Ravdin says she has always dabbled in dancing, but started first dancing socially with West Coast Swing after taking her first class four years ago. She uses dance as a stress reliever, taking a break from her life as a teacher.

“It was right when I started teaching,” Ravdin said. “I needed to pick up a hobby to distract me from school sometimes. A lot of people said it would give me balance and it did balance out my life.”

According to Ravdin, West Coast Swing positively impacted her life, helping her gain responsibilities throughout her adult life, such as budgeting and time management.

“It is an expensive hobby,” Ravdin said. “Dance in any form, is expensive. You have to think ‘How much am I spending when I travel to these cities?’ It forces you to be a bit more savvy.”

Along with becoming more well-rounded, Ravdin has the chance to have an impact on the students at her school. Freshman Danielle Miller knows Ravdin through dance. Both of Miller’s parents are dance instructors, her dad having danced with Ravdin.

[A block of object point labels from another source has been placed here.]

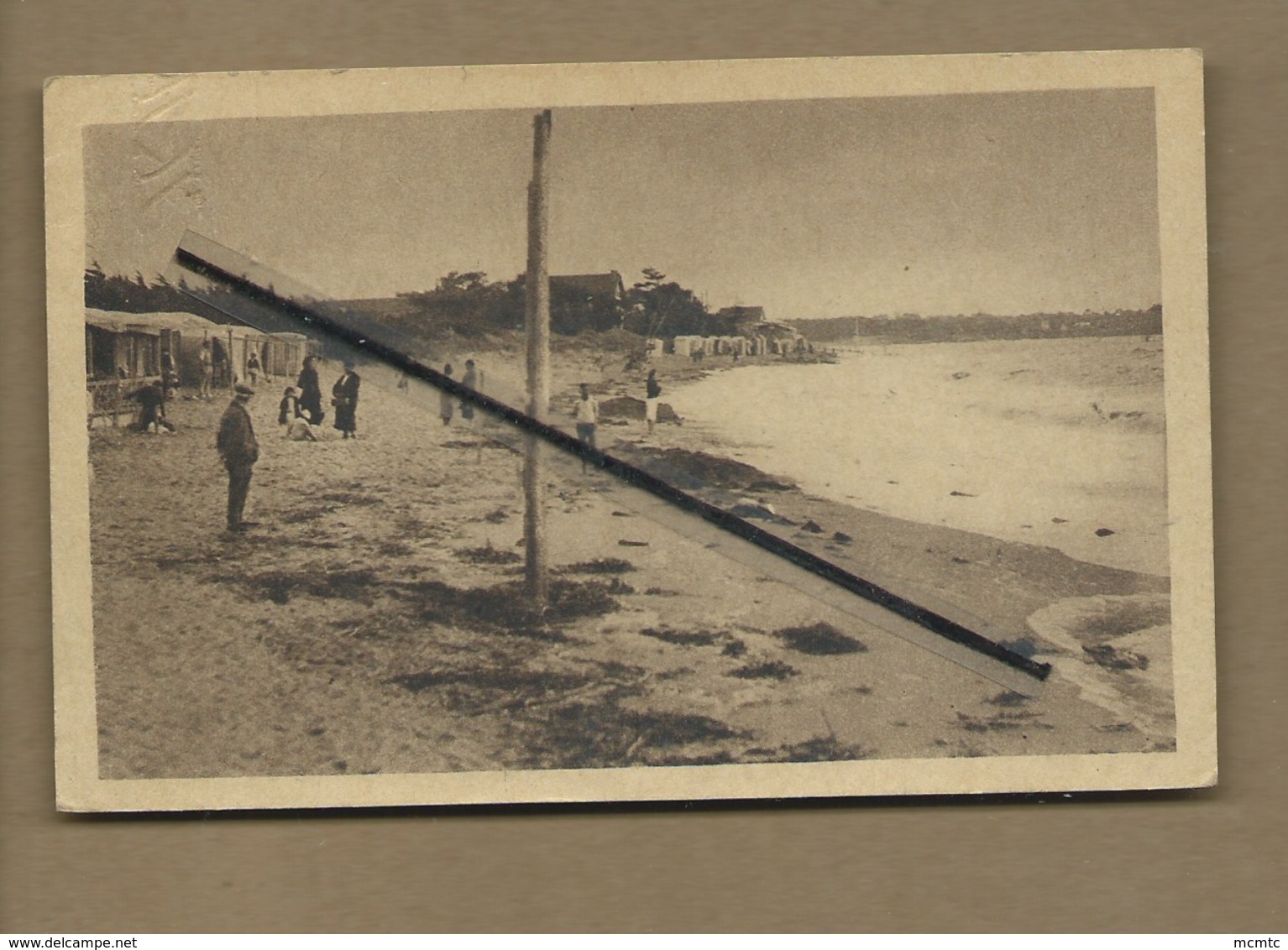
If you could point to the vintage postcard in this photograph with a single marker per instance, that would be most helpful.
(630, 431)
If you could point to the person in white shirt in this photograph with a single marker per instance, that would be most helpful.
(588, 419)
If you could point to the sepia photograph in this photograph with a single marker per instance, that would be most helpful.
(634, 431)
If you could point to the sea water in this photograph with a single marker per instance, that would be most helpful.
(1047, 441)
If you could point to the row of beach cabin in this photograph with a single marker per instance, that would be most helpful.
(128, 350)
(757, 345)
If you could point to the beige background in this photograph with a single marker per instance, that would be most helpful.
(1184, 861)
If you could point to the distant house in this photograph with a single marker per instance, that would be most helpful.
(586, 301)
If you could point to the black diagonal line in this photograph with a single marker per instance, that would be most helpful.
(371, 345)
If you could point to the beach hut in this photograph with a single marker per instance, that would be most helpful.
(120, 347)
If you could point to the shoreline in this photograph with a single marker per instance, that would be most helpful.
(366, 626)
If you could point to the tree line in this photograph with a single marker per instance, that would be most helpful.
(461, 303)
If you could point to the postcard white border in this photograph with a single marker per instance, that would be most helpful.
(74, 103)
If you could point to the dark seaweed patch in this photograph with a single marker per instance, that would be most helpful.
(1113, 658)
(701, 638)
(819, 640)
(773, 670)
(489, 555)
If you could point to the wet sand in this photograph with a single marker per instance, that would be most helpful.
(370, 622)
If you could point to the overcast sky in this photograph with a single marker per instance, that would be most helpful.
(1003, 204)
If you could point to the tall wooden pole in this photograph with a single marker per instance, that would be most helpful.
(537, 326)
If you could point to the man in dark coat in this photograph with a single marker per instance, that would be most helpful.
(344, 397)
(238, 451)
(151, 400)
(311, 392)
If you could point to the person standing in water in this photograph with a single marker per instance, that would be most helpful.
(586, 415)
(652, 394)
(444, 399)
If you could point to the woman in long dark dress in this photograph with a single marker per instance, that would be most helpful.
(344, 398)
(311, 392)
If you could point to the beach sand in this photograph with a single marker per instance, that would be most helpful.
(371, 622)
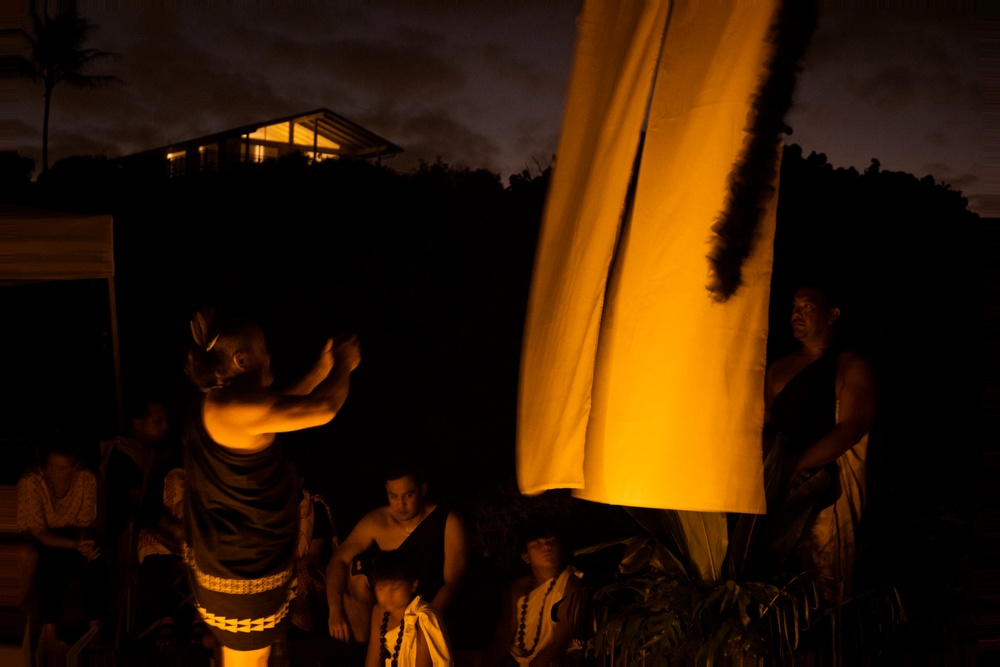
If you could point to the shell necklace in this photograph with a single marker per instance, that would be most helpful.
(383, 650)
(521, 648)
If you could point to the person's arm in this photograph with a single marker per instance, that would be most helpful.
(372, 657)
(456, 561)
(320, 370)
(856, 412)
(499, 646)
(246, 419)
(423, 656)
(339, 569)
(562, 632)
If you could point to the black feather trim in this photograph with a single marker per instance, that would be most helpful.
(752, 178)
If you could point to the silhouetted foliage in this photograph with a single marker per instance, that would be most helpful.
(58, 56)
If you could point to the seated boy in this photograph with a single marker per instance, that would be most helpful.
(406, 631)
(526, 633)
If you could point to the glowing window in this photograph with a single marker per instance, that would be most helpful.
(302, 134)
(175, 163)
(208, 157)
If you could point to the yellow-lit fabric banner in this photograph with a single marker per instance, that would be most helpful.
(637, 387)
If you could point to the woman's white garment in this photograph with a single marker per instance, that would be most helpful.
(422, 615)
(829, 545)
(537, 597)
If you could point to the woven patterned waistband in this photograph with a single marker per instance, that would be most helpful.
(246, 624)
(235, 586)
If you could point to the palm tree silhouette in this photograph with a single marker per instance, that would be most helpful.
(58, 56)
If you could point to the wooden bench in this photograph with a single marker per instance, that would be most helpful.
(18, 559)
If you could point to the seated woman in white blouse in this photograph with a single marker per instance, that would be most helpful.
(57, 507)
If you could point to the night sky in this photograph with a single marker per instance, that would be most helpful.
(482, 84)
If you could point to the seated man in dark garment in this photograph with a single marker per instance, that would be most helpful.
(431, 535)
(819, 407)
(127, 463)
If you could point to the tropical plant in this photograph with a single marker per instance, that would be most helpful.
(656, 613)
(58, 56)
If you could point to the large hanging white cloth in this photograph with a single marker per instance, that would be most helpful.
(637, 387)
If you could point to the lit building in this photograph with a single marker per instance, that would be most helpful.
(318, 135)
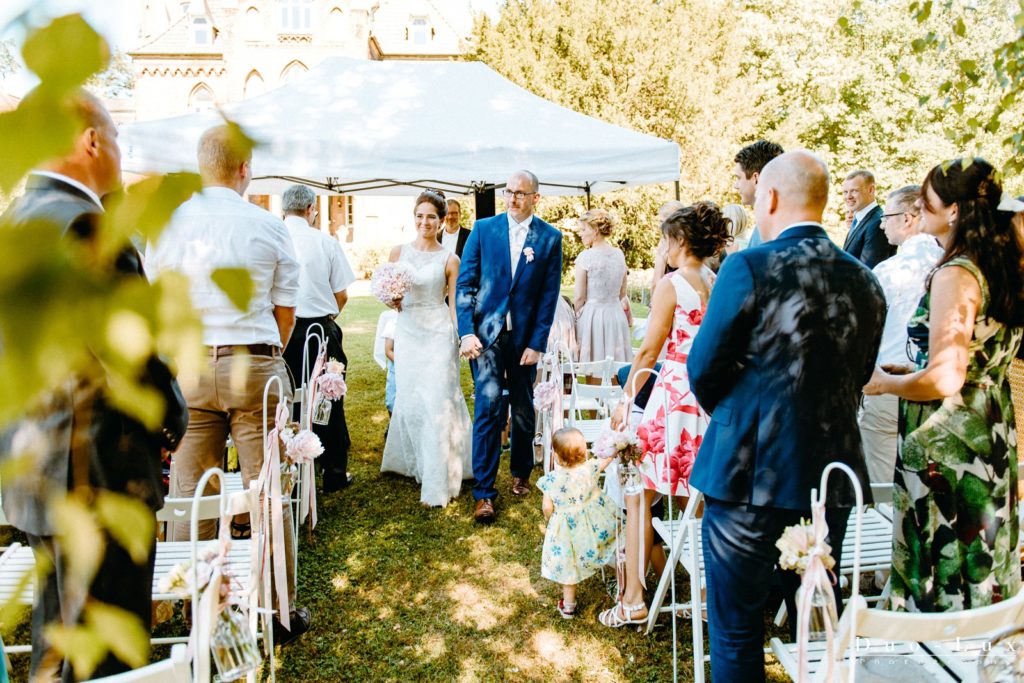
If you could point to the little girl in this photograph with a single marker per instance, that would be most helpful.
(581, 535)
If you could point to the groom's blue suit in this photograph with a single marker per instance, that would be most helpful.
(486, 296)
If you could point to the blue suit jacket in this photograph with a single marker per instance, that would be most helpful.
(486, 291)
(787, 342)
(867, 242)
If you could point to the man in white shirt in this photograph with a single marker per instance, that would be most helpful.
(902, 278)
(324, 279)
(452, 236)
(217, 228)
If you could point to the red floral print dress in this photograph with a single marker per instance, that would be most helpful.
(686, 420)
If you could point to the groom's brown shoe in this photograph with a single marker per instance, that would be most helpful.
(484, 511)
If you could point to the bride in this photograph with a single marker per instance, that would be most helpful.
(430, 433)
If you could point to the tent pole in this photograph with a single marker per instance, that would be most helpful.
(483, 198)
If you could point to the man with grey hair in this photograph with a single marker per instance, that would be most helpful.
(324, 278)
(788, 339)
(218, 228)
(865, 241)
(902, 278)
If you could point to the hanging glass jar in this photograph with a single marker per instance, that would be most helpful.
(822, 608)
(232, 645)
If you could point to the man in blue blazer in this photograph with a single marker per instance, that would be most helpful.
(505, 300)
(788, 339)
(866, 241)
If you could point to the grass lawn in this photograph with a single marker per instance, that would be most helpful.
(398, 592)
(402, 593)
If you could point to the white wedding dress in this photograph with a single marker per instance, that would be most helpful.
(430, 436)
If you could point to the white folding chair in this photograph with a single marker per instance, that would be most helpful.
(172, 670)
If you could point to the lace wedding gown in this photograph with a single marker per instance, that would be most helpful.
(430, 434)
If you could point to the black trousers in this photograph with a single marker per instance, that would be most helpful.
(119, 582)
(333, 435)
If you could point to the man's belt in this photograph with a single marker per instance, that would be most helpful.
(251, 349)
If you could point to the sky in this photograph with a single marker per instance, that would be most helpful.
(116, 19)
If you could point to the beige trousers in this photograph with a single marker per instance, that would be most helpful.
(227, 400)
(879, 431)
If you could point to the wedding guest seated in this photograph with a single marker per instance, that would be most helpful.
(955, 531)
(692, 235)
(902, 278)
(602, 328)
(580, 538)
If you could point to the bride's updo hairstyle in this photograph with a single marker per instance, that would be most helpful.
(599, 219)
(701, 227)
(436, 199)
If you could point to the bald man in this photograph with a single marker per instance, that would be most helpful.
(790, 337)
(91, 444)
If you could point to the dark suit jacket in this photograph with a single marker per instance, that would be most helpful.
(486, 291)
(867, 242)
(786, 343)
(460, 243)
(123, 456)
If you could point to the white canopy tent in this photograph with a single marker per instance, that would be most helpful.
(353, 126)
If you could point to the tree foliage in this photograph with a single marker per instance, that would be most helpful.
(844, 80)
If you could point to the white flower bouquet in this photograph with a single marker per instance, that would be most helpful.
(798, 546)
(390, 282)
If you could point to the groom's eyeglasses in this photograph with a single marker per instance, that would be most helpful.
(509, 194)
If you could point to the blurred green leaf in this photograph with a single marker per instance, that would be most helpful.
(237, 284)
(129, 521)
(46, 52)
(131, 643)
(83, 647)
(145, 209)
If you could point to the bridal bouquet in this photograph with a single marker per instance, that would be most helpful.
(301, 445)
(390, 282)
(332, 382)
(624, 444)
(798, 545)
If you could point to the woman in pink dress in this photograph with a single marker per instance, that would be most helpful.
(692, 233)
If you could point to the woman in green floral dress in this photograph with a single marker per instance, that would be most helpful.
(955, 531)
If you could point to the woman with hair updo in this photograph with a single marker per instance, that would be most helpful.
(602, 329)
(955, 531)
(429, 434)
(692, 235)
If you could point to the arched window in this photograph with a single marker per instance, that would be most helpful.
(251, 25)
(254, 85)
(202, 33)
(293, 71)
(201, 98)
(296, 15)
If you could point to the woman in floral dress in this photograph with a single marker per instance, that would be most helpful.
(955, 531)
(692, 235)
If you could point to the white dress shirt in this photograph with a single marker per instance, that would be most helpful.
(517, 238)
(74, 183)
(324, 268)
(859, 215)
(902, 278)
(219, 229)
(450, 240)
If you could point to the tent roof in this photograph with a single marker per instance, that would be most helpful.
(355, 126)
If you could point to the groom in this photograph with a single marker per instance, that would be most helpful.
(508, 288)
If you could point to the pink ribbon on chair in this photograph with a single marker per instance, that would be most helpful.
(307, 502)
(817, 577)
(270, 473)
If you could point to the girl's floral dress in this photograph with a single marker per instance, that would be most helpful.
(581, 536)
(687, 422)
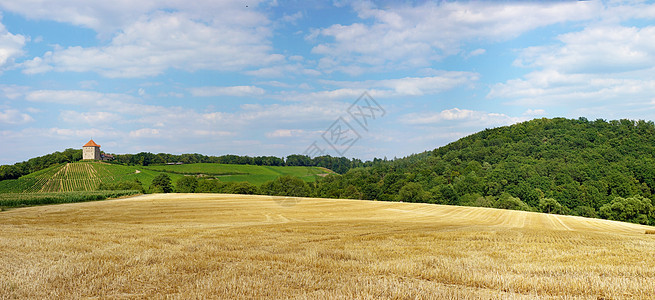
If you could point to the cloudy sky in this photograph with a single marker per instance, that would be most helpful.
(287, 77)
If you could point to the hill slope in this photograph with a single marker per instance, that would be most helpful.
(554, 165)
(238, 246)
(87, 176)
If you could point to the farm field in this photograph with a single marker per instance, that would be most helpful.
(236, 246)
(78, 176)
(87, 176)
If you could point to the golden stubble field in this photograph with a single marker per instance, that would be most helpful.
(236, 246)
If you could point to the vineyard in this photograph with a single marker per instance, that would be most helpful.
(69, 177)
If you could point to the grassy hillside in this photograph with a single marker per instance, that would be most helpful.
(87, 176)
(236, 246)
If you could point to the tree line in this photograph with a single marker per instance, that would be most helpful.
(336, 164)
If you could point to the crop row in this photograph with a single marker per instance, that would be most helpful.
(28, 199)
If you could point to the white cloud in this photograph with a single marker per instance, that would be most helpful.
(284, 133)
(14, 117)
(106, 17)
(471, 117)
(601, 49)
(77, 97)
(155, 43)
(144, 133)
(12, 91)
(534, 112)
(408, 36)
(11, 46)
(601, 70)
(239, 91)
(414, 86)
(91, 118)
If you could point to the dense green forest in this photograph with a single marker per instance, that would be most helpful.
(581, 167)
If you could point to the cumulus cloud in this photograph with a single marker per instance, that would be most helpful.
(106, 17)
(597, 49)
(589, 71)
(77, 97)
(414, 86)
(409, 36)
(144, 133)
(285, 133)
(14, 117)
(163, 40)
(11, 46)
(471, 117)
(91, 118)
(240, 91)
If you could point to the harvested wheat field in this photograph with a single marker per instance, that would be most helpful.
(235, 246)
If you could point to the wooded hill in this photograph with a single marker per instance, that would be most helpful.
(588, 168)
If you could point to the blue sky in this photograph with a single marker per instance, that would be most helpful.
(274, 77)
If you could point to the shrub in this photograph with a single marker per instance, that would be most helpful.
(506, 201)
(161, 184)
(635, 209)
(286, 186)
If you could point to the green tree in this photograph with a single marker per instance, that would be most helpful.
(551, 206)
(635, 209)
(286, 186)
(161, 184)
(506, 201)
(245, 188)
(412, 192)
(187, 184)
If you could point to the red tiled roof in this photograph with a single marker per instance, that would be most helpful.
(91, 143)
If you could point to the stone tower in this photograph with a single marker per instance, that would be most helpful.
(91, 150)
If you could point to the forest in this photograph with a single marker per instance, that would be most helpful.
(588, 168)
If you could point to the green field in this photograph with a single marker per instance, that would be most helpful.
(256, 175)
(87, 176)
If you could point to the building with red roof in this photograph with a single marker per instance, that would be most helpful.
(91, 150)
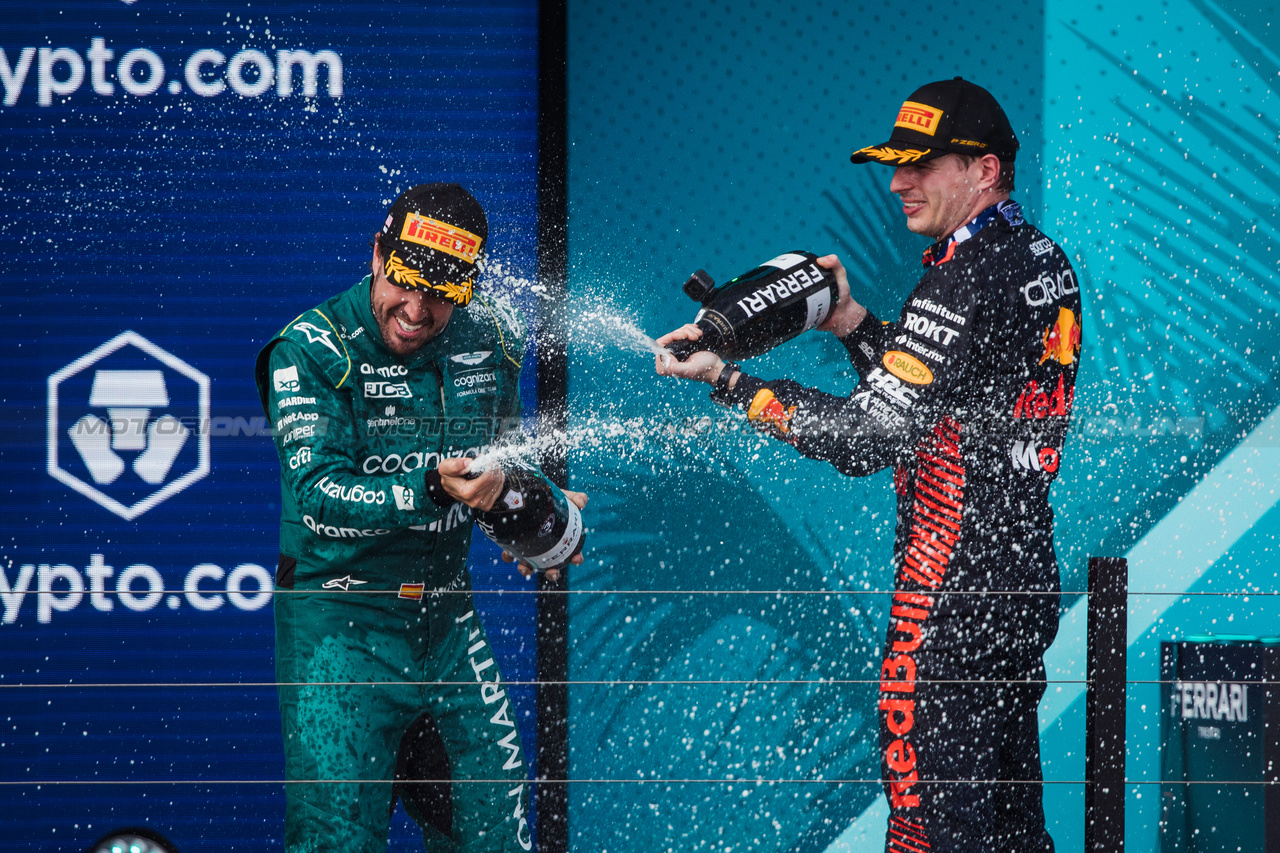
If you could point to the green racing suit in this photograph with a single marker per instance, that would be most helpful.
(374, 620)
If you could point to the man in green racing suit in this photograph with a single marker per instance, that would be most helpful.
(378, 398)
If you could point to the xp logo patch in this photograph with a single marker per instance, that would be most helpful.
(128, 425)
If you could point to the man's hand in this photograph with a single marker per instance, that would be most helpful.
(700, 366)
(848, 314)
(579, 500)
(479, 493)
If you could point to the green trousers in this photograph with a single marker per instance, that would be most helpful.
(355, 673)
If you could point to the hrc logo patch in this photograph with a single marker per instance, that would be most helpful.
(918, 117)
(440, 236)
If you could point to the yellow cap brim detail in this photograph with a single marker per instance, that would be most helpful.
(894, 156)
(411, 279)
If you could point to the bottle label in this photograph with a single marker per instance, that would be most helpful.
(785, 261)
(565, 546)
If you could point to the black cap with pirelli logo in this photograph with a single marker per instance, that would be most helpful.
(946, 117)
(433, 238)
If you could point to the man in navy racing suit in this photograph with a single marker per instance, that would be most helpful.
(968, 397)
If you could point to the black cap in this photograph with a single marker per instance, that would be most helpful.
(433, 238)
(947, 117)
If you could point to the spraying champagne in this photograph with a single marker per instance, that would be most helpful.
(755, 311)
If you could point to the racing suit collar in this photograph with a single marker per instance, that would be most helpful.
(364, 311)
(944, 250)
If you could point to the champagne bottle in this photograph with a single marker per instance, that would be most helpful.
(534, 520)
(755, 311)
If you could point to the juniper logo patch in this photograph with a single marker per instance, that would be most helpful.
(127, 425)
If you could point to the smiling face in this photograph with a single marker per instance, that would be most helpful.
(944, 194)
(406, 319)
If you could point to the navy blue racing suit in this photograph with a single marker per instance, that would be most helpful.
(968, 397)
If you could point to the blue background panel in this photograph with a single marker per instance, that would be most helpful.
(202, 209)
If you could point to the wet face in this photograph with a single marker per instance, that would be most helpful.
(406, 319)
(944, 194)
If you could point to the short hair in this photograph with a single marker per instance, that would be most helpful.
(1004, 181)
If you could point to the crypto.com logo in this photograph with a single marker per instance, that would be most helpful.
(126, 410)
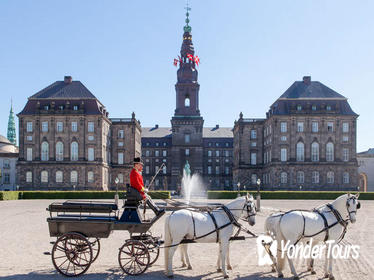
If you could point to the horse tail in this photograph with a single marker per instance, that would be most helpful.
(167, 242)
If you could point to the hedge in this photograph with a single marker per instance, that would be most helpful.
(287, 194)
(73, 195)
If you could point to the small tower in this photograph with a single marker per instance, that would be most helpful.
(11, 133)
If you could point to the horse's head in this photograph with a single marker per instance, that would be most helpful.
(250, 209)
(352, 205)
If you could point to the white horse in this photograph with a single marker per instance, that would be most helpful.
(186, 224)
(300, 226)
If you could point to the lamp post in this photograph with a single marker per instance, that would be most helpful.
(258, 197)
(116, 195)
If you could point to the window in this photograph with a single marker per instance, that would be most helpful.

“My biggest support is my mom, my dad, and Ms. Ravdin,” Miller said. “She’s been a huge inspiration for me to get back into competing. It’s just a wonderful thing.”

Miller says that Ravdin is a huge inspiration for her dancing. She says that anytime the two talk, they converse for hours on end about the different moves and energy required to keep up on the dance floor.

“It’s fun because you’re kinda just playing around with your [dance] partner,” Ravdin said. “It’s all about the moments you make with your partner. That’s what I find the most rewarding [about West Coast Swing].”